That's why the Annenberg Institute for School Reform decided to launch two programs that bring reform-minded principals and superintendents together with colleagues to talk about their struggles and become "critical friends."

Larry Myatt, a Boston principal who is helping put together the principals' seminar, described the two hands-on projects as the "first actual chalk-dust events" the Annenberg Institute has organized.

The institute, which is based at Brown University in Providence, R.I., was founded in the fall of 1993 and received a $50 million boost from the Annenberg Foundation a few months later. (See Education Week, June 21, 1995.)

The yearlong principals' program is intended to stimulate discussion on the future of the principalship, using such strategies as reading assignments, Socratic seminars, and structured small-group consultations.

"We're battling the isolation," said Paula M. Evans, the institute's director of professional development. "When schools change in significant ways, there is no way there are not going to be difficulties. Principals are in a particularly sensitive role as they try to manage the changes taking place."

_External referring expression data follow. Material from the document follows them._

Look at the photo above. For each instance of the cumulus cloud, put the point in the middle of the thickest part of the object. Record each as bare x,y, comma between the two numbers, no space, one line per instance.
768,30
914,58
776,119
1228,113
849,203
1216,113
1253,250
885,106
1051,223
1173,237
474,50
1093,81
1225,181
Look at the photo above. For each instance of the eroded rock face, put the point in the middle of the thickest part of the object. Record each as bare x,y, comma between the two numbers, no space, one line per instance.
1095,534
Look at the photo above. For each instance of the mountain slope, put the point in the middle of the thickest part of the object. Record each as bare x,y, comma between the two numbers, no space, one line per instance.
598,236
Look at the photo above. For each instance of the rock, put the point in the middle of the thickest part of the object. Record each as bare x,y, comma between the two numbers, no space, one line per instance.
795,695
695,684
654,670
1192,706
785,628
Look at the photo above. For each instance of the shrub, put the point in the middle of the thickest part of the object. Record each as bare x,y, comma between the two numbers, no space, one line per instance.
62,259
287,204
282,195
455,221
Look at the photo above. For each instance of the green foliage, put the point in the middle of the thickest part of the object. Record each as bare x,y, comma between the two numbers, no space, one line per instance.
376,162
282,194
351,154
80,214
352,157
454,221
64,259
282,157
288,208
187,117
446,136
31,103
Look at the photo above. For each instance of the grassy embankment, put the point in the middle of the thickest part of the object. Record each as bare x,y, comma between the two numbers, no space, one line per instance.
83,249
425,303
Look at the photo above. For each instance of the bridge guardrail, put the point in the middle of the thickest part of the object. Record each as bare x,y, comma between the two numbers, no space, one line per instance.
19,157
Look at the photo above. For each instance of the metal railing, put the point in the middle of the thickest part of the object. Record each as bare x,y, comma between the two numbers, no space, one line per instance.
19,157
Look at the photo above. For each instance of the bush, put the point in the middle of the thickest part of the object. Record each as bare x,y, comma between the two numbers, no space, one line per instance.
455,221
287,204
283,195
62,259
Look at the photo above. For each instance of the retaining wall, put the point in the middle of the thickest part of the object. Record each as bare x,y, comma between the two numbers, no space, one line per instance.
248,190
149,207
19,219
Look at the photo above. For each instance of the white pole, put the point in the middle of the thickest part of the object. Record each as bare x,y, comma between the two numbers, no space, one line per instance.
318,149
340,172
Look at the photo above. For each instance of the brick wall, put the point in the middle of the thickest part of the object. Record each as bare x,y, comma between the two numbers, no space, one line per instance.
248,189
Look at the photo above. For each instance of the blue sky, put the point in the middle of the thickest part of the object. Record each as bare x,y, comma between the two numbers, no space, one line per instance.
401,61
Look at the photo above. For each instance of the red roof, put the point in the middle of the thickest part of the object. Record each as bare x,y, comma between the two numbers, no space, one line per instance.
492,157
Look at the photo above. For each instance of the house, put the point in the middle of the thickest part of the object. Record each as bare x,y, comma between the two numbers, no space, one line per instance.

The 50 principals, who were selected from a pool of 110 applicants, met for the first time this summer in Providence. Three more meetings will take place at other sites across the country. Each principal has been asked to draw upon personal experience to identify a "sticking point" and come up with a yearlong plan of action to address the problem. Seminar colleagues will serve as objective sounding boards.

Ready To Talk

"The first thing that impressed me was that they sent me seven articles to read," said one participant, Ruth Ceglia, the principal of A.L. Lewis Elementary School in Homestead, Fla. "They were really homing in on some of the things we have been dealing with here in my own school and district."

The reading assignments help make sure participants show up at meetings ready to talk. The first batch included articles by University of Georgia education professor Carl D. Glickman and Efficacy Institute founder Jeff Howard.

Meanwhile, the Annenberg Institute is getting ready to select 14 new "Annenberg Fellows," the second cohort in a similar project that explores reform questions at the district level. The fellows will join 18 other superintendents who have already been taking part in the project, which is supported with a $225,000 grant from the Luce Foundation.

"We don't spend a lot of time as they do in many superintendent gatherings on issues of management or legal issues," Ms. Evans said. "But that is not the purpose of this group. It's a study group, it's a support group, and it's an activist group all in one."